|CD Term||Last Week’s Top National Rate||This Week’s Top National Rate||Change|
|3 months||4.05% APY||4.05% APY||No change|
|6 months||5.00% APY||5.00% APY||No change|
|1 year||4.86% APY||4.90% APY||+ 0.04%|
|18 months||5.02% APY||5.12% APY||+ 0.10%|
|2 years||4.86% APY||4.86% APY||No change|
|3 years||4.86% APY||4.86% APY||No change|
|4 years||4.75% APY||4.75% APY||No change|
|5 years||4.63% APY||4.63% APY||No change|
|10 years||4.40% APY||4.40% APY||No change|
The Fed’s mid-December hike of the federal funds rate was its seventh increase this year. After four massive 0.75% increases in a row, the central bank’s latest increase was for a slightly lesser 0.50%. Though still considered a large increment for the Fed, the slight easing of the increase is due to indications that inflation is slightly subsiding.

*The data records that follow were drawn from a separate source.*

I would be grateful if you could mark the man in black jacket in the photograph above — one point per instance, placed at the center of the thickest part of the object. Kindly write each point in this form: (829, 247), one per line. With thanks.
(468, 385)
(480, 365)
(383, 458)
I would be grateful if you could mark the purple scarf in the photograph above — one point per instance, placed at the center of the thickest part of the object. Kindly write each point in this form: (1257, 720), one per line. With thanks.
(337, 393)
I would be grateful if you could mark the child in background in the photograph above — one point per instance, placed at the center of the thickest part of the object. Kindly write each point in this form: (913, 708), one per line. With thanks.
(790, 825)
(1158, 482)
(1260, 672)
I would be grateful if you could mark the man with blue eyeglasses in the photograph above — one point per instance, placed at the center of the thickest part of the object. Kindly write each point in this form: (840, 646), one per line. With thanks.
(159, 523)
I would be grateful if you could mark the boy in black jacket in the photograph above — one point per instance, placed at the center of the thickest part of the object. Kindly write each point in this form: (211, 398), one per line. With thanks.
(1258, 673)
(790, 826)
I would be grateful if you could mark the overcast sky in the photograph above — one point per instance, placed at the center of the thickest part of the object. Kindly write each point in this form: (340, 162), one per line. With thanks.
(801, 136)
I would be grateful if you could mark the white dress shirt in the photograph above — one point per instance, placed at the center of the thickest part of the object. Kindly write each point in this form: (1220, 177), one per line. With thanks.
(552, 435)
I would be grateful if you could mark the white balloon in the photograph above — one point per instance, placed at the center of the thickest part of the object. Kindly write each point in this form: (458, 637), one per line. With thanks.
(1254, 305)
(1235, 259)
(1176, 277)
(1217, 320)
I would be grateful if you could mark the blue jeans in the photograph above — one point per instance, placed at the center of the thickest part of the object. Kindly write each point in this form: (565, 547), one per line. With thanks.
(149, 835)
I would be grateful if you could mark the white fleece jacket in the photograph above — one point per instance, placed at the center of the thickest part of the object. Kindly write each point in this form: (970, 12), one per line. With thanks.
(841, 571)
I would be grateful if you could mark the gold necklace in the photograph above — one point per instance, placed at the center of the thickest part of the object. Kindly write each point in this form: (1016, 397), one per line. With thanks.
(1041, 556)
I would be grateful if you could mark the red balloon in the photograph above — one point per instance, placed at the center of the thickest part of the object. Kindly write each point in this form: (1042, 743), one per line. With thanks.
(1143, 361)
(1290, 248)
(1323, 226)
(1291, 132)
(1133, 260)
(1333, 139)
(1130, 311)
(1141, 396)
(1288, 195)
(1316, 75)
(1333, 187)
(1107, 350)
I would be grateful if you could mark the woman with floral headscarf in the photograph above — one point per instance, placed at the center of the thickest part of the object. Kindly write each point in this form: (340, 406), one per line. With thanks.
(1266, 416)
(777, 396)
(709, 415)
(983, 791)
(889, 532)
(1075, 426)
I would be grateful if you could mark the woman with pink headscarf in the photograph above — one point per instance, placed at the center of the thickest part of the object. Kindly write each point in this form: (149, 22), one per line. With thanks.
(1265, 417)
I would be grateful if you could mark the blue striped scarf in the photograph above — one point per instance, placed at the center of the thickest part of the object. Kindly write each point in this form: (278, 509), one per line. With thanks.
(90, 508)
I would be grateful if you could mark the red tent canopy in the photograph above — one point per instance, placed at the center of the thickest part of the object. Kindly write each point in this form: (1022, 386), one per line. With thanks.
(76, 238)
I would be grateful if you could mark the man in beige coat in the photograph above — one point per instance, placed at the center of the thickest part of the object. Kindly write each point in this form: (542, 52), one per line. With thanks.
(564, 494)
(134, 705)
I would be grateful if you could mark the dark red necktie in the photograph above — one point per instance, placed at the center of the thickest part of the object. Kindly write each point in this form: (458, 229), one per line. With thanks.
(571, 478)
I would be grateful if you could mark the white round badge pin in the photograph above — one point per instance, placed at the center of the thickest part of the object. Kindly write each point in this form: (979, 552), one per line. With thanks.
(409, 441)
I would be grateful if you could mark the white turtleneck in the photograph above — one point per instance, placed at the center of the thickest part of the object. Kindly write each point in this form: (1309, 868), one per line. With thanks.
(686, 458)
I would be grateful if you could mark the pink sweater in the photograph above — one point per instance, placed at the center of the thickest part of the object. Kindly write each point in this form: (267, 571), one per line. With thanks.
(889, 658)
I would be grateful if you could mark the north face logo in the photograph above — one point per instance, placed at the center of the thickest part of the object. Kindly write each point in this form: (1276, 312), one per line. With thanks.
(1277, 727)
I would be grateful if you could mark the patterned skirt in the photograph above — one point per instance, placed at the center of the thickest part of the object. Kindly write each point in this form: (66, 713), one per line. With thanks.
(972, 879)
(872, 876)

The continued ratcheting up of the federal funds rate has shot deposit interest rates up by orders of magnitude. In fact, many of this week’s top CD yields are sitting four times higher—or more—than what the best certificates were paying at the start of 2021. Take 3-year CDs, for example. Last December’s highest rate on a nationally available 3-year CD was 1.11%. Today, the top-paying 36-month certificate boasts a rate of 4.86%.
The FDIC published its latest monthly national averages for major CD terms last week. The data show that over the prior month, national averages again rose notably, though the increases in January’s averages ranged from 11 to 27 percent vs. the 20-40 percent jumps registered in December.
Note that the “top rates” quoted here are the highest nationally available rates Investopedia has identified in its daily rate research on hundreds of banks and credit unions. This is much different than the national average, which includes all banks offering a CD with that term, including many large banks that pay a pittance in interest. Thus, the national averages are always quite low, while the top rates you can unearth by shopping around are often 10 to 15 times higher.
The Federal Reserve and CD Rates
Every six to eight weeks, the Federal Reserve’s rate-setting committee holds a two-day meeting. One of the primary outcomes of the eight gatherings throughout the year is the Fed’s announcement on whether they are moving the federal funds rate up, down, or unchanged.
The federal funds rate does not directly dictate what banks will pay customers for CD deposits. Instead, the federal funds rate is simply the rate banks pay each other when they borrow or lend their excess reserves to each other overnight. However, when the federal funds rate is something higher than zero, it provides an incentive for banks to look to consumers as a potentially cheaper source of deposits, which they then try to attract by raising savings, money market, and CD rates.
At the start of the pandemic, the Fed announced an emergency rate cut to 0% as a way to help the economy stave off a financial disaster. And for a full two years, the federal funds rate remained at that zero level.
But in March 2022, the Fed initiated a 0.25% rate increase and indicated it would be the first of many. By the May 2022 meeting, the Fed was already announcing a second increase, of 0.50% this time. But both of those of hikes were just a prelude to four larger 0.75 percentage point hikes the Fed announced in mid-June, late July, mid-September 21, and November 2.
With the latest economic data indicating that inflation has eased a bit, the Fed has backed off on the pace of its increases, announcing a 0.50% increase at the December 14 meeting. Though decisions are made one at a time at each meeting based on the latest economic indicators, the Fed has projected that additional increases will continue into 2023, though the market consensus is that 2023’s hikes will likely come in more modest quarter-point increases. The next Fed rate announcement will be made February 1.
What Is the Predicted Trend for CD Rates?
The Fed’s five rate increases this year are still just the beginning. Raising rates is a way to fight inflation, and with U.S. inflation still running exceptionally hot, the Fed is publicly planning to implement additional rate hikes through 2022 and likely into 2023.
While the Fed rate doesn’t impact long-term debt like mortgage rates, it does directly influence the direction of short-term consumer debt and deposit rates. So with more hikes likely coming, one could reasonably predict that CD rates will rise further this year and next.
That doesn’t mean you should avoid locking in a CD now. But it does make it worth considering shorter-term certificates so that you’ll be able to capitalize on higher rates that become available in the not-too-distant future. Or consider “raise your rate” or “step-up” CDs, which allow you to activate one rate increase on your existing CD if rates go considerably higher.
Rate Collection Methodology Disclosure
Every business day, Investopedia tracks the rate data of more than 200 banks and credit unions that offer CDs to customers nationwide and determines daily rankings of the top-paying certificates in every major term. To qualify for our lists, the institution must be federally insured (FDIC for banks, NCUA for credit unions), and the CD’s minimum initial deposit must not exceed $25,000.